L'immagine della “Mater misericordiae”(1) ha notevole fortuna nell’arte del Trecento(2), declinata in innumerevoli versioni anche nei due secoli successivi. Una delle tipologie testimonia come la “Mater Dei”, nei periodi delle grandi epidemie e della peste, venisse invocata coralmente dal popolo, addirittura per farsi proteggere dai dardi di un Dio padre castigatore e vendicativo.

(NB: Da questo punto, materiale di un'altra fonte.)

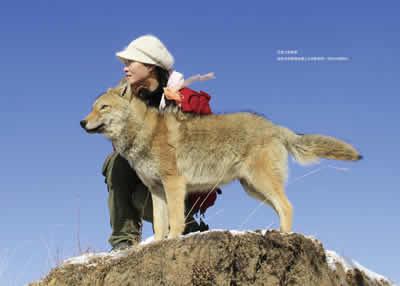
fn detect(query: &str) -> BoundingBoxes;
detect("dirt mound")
[29,230,394,286]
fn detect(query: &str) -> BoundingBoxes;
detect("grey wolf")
[80,86,362,240]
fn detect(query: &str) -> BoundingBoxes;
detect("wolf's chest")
[128,154,162,188]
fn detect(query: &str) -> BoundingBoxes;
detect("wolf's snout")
[80,120,87,129]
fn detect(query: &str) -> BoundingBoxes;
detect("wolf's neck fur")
[112,97,158,162]
[113,114,137,156]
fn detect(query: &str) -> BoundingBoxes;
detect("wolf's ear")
[111,77,129,97]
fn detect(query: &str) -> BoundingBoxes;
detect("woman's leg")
[131,180,153,223]
[102,152,206,244]
[102,152,144,248]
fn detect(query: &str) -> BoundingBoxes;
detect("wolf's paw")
[167,232,182,240]
[154,234,166,241]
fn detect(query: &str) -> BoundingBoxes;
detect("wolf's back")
[278,127,362,165]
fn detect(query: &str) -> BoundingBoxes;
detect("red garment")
[178,87,220,215]
[179,87,212,115]
[188,188,221,215]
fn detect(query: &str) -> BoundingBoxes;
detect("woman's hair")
[138,65,174,108]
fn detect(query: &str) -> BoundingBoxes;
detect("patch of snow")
[206,228,268,236]
[304,234,320,242]
[183,230,201,237]
[62,250,129,266]
[140,235,155,245]
[139,229,267,244]
[62,252,104,265]
[228,229,249,235]
[326,250,395,285]
[326,250,353,272]
[183,228,284,237]
[352,260,396,285]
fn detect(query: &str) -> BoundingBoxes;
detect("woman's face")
[123,60,154,85]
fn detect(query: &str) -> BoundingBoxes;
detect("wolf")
[80,86,362,240]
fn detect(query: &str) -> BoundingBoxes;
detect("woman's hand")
[163,87,182,103]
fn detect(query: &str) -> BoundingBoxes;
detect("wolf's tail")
[278,127,363,165]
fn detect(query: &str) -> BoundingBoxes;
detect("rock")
[29,230,395,286]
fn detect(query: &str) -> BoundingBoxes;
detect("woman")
[102,34,219,251]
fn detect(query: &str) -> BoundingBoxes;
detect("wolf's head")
[80,87,136,140]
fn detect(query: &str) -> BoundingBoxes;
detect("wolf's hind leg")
[241,146,293,232]
[240,177,292,233]
[163,176,186,239]
[151,190,169,240]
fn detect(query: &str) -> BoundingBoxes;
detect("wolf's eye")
[100,105,110,111]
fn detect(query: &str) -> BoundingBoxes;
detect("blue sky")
[1,0,399,284]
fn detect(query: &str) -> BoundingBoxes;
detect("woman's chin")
[126,77,136,85]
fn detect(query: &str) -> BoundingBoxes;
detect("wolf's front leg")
[150,190,169,241]
[162,176,186,239]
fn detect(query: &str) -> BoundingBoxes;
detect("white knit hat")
[116,34,174,71]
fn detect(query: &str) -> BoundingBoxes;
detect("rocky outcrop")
[30,230,395,286]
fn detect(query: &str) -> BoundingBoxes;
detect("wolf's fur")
[82,86,362,240]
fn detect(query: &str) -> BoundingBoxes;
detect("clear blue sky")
[1,0,399,284]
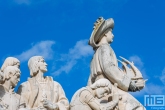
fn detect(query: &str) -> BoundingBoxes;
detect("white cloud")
[128,56,165,96]
[128,55,147,96]
[160,68,165,85]
[16,40,55,62]
[53,39,93,76]
[129,55,149,79]
[13,0,50,5]
[145,83,165,94]
[129,55,143,69]
[14,0,31,5]
[131,83,165,97]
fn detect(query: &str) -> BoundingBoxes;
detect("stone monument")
[0,57,20,84]
[0,57,25,110]
[0,66,26,110]
[0,17,147,110]
[87,17,146,110]
[70,78,119,110]
[17,56,69,110]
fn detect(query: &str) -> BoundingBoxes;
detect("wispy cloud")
[145,83,165,94]
[131,83,165,97]
[53,39,93,76]
[129,56,165,96]
[14,0,31,5]
[13,0,50,5]
[136,67,165,95]
[15,40,55,62]
[129,55,149,79]
[128,55,147,96]
[160,68,165,85]
[129,55,144,69]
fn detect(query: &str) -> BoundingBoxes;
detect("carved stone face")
[10,71,20,87]
[95,86,110,99]
[105,29,114,43]
[38,58,48,73]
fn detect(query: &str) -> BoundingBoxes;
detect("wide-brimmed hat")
[89,17,114,48]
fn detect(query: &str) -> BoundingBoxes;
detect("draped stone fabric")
[88,44,131,91]
[88,44,145,110]
[0,85,24,110]
[17,76,69,110]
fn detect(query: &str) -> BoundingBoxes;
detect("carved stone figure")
[0,66,26,110]
[17,56,69,110]
[88,17,146,110]
[0,57,20,84]
[70,78,119,110]
[1,57,20,72]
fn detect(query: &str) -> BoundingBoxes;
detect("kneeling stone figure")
[70,78,119,110]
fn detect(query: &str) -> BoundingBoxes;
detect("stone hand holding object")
[118,56,147,91]
[43,100,58,110]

Nessuna preghiera sembra efficace contro la peste nera, che imperversa in Europa tra il 1347 e il 1353, e uccide circa venticinque milioni di persone(3). Dal 1348 nascono molti movimenti religiosi, che sfidano il monopolio ecclesiastico sulla sfera spirituale in conseguenza alle epidemie. I flagellanti percorrono le città, la vita quotidiana è scandita da numerose rogazioni e processioni, i pellegrinaggi diventano più frequenti. In questi periodi i governi e la Chiesa hanno grande difficoltà a gestire la crisi. In una società prevalentemente “religiosa”, nel senso che si privilegia l’intervento divino per risolvere tutti i problemi, l’inefficacia delle preghiere mina l’autorità istituzionale della Chiesa, che tuttavia è un colosso inaffondabile e sopravvive, come del resto in ogni altro periodo di grande crisi del passato. In molti luoghi vengono innalzate chiese votive dedicate a san Sebastiano e a san Rocco, patroni degli appestati. Il popolo, deluso dal silenzio e dall’indifferenza del Dio patriarcale (ora inteso più come giudice severo che come padre buono), cerca conforto altrove, indirizzando le sue suppliche alla discendente cristiana della dea madre: l’attributo della misericordia viene ora riservato alla Vergine Maria. Il mantello della divinità misericordiosa che protegge i membri delle confraternite è da considerare come la manifestazione visiva di un preciso richiamo alla fratellanza sociale.
Nelle opere d’arte le dimensioni della vergine-madre, testimonianza del grado di valore e importanza che ha assunto nel Trecento, vengono equiparate a quelle solitamente attribuite a Dio padre.